FTSE 250 drinks firm AG Barr (BAG) is the latest company to issue a profit warning and suffer a severe share price reaction. Shares in the Irn Bru-maker lost almost a quarter of their value, dropping 236p to 632p as it warned full-year profits would be 20% lower than expected and sales 10% lower.
A drop in sales for some of the company’s new reduced-sugar drinks has been blamed for the profit warning, as well as wetter weather.
A J Bell’s investment director Russ Mould expects AG Barr to survive this current difficulty, particularly as the weather has recently improved and the company has proved nimble at adjusting its product range.
“AG Barr has a good reputation of being able to deal with challenges such as the sugar tax where it had to reformulate its products. One also has to think that the current sunny weather plays to AG Barr’s favour and so it may not be in a sticky patch for too long.”

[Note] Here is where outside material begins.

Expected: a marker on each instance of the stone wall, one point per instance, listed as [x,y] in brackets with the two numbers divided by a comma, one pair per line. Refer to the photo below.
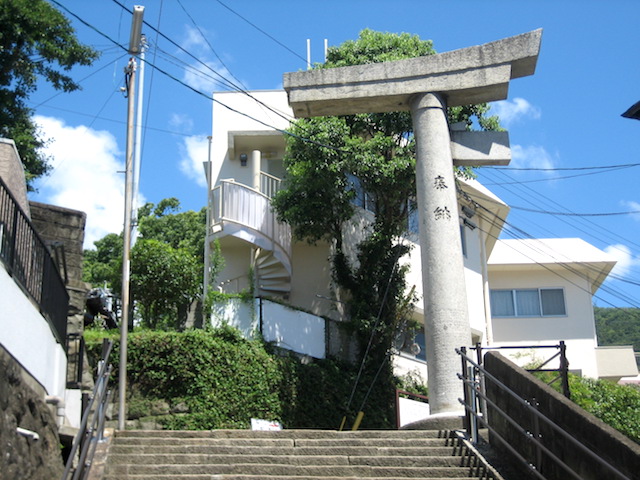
[614,447]
[22,405]
[63,226]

Mould adds that AG Barr has been adept at tapping into consumer trends, such as the boom in energy drinks and alcohol-free cocktails.
But The Share Centre’s Graham Spooner said that “there will be more than just an eyebrow raised” when a company based in Scotland blames the weather for a profit warning.
Some help for the Scottish-based drinks firm could come from an unexpected source: among his many promises in his pitch to be the next Prime Minister, Boris Johnson is looking at repealing the sugar tax, which was brought in to tackle childhood obesity but has forced up costs for manufacturers.
AG Barr shares have performed strongly in recent years, with a 30% over the past 12 months, and 21% annualised rise over three years, according to Morningstar data. The strong performance has not escaped the attention of some of Britain’s best-known fund managers: Nick Train, manager of the Gold-rated Lindsell Train UK Equity, who is known to favour firms unlikely to be disrupted by technological advances, is a fan of AG Barr.
Lindsell Train Investment Trust (LTI) has one of the biggest stakes among active funds in AG Barr, which makes up more than 5% of the portfolio. The drinks firm makes up 1% of Lindsell Train UK Equity and 2% of closed-end Finsbury Growth and Income (FGT). The Finsbury trust has the highest rating that Morningstar can award: it has a Gold Analyst Rating and is also rated as five stars, which means that it has outperformed its peers and its benchmark.
Morningstar analysts say: “The crux of Train’s investment philosophy lies in the belief that a highly concentrated portfolio of high-quality, cash-generative, strong, and easily understood business franchises will outperform the market and reduce volatility over the long term.”